The words for ‘I Heard the Bells on Christmas Day’ come from the poem
‘Christmas Bells’ written by Henry Wadsworth Longfellow. One of America’s
finest and best loved poets, Longfellow (1807-1882) penned such famous works as
Paul Revere’s Ride and The Song of Hiawatha.
Longfellow wrote ‘Christmas Bells’ on Christmas Day, 1864. The American
Civil War still raged, though hope loomed on the horizon with Union advances
and the re-election of Abraham Lincoln. Two stanzas eventually left out
when John Baptiste Calkin (1827-1905) wrote the tune in 1872 spoke of
‘thundering cannons drowning out carols’, and ‘ a continent made
forlorn’. The national juxtaposition of hope and uncertainty was even more
acute for Longfellow.
On July 9th, 1861, just three months after the bombardment of Fort Sumter
opened the Civil War, the Longfellow family suffered a very personal
tragedy. An oppressive heat wave in Massachusetts prompted Longfellow’s
wife, Fanny, to trim the heavy locks of their seven year old daughter, Edith.

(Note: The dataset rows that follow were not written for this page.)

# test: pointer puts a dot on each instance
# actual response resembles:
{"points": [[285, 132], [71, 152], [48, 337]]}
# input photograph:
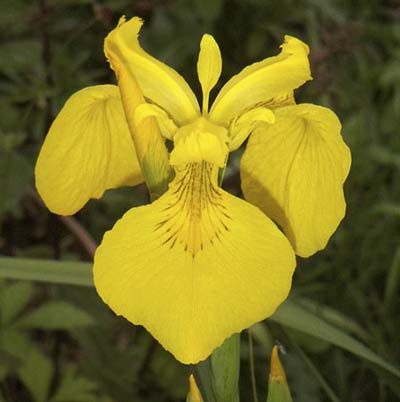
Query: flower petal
{"points": [[294, 171], [241, 127], [209, 67], [88, 150], [259, 83], [195, 266], [159, 83]]}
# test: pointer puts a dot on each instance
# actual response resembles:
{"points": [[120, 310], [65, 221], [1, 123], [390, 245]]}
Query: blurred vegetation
{"points": [[60, 343]]}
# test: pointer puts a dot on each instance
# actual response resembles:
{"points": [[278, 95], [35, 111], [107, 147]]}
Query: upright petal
{"points": [[259, 83], [209, 67], [88, 150], [294, 171], [195, 266], [159, 83]]}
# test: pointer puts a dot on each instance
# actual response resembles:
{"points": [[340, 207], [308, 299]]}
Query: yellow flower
{"points": [[199, 264]]}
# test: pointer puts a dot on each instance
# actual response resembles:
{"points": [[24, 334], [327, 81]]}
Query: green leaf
{"points": [[36, 374], [55, 315], [70, 273], [293, 315], [13, 299], [74, 388], [225, 364], [15, 343], [13, 186]]}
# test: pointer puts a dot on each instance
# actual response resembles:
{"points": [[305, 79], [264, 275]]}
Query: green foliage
{"points": [[60, 343]]}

Fanny decided to preserve little Edie’s curls. As she heated wax to seal
the envelop, hot drops fell unseen onto her dress. A sudden breeze set
the smoldering dress afire. In an effort to protect her young daughters
from the flames, Fanny rushed into Longfellow’s study. Longfellow first
tried to extinguish the flames with a rug, and when that failed he threw his
body onto his wife, severely burning his face, arms and hands. Fanny
Longfellow died the next morning.
Frances Appleton was the great love of Longfellow’s life. Their courtship
lasted seven years. She was the subject of the sonnet, “The Evening
Star,” which he wrote in October, 1845. (“O my beloved, my sweet Hesperus!
My morning and my evening star of love!”). Longfellow’s grief and injuries
were so great he was unable to attend her funeral.

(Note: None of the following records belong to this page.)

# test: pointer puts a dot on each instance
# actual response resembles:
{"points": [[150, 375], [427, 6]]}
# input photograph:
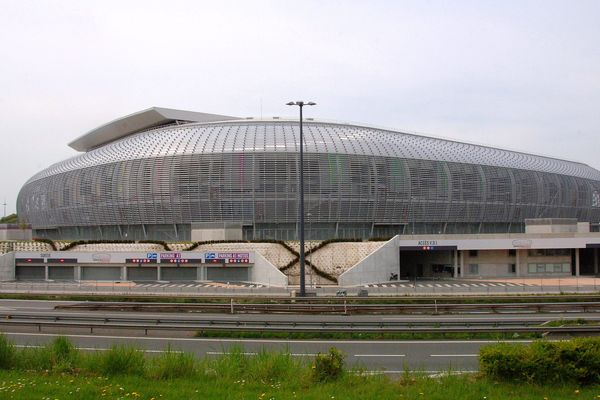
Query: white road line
{"points": [[282, 341], [454, 355], [380, 355]]}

In his journal that first Christmas after his wife’s death Longfellow wrote:
“How inexpressibly sad are all holidays.” His journal states:
“I can make no record of these days. Better leave them wrapped in silence.

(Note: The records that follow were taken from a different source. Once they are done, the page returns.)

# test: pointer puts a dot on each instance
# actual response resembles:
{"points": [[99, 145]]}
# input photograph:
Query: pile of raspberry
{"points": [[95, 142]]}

Perhaps someday God will give me peace.”, on the anniversary of Fanny’s
death. For Christmas, 1862, Longfellow writes: “‘A merry Christmas’
say the children, but that is no more for me.”
In late 1863 Longfellow received word that his eldest son, Lieutenant Charles
Longfellow, had been severely wounded and crippled in battle. Longfellow
made no journal entry for Christmas, 1863.
On Christmas Day, 1864, Longfellow wrote ‘Christmas Bells’. The sound of
the pealing bells penetrates the despair Longfellow has been experiencing,
filling him with a sense of hope that: “God is not
dead, nor doth He sleep; The wrong shall fail, the right prevail …”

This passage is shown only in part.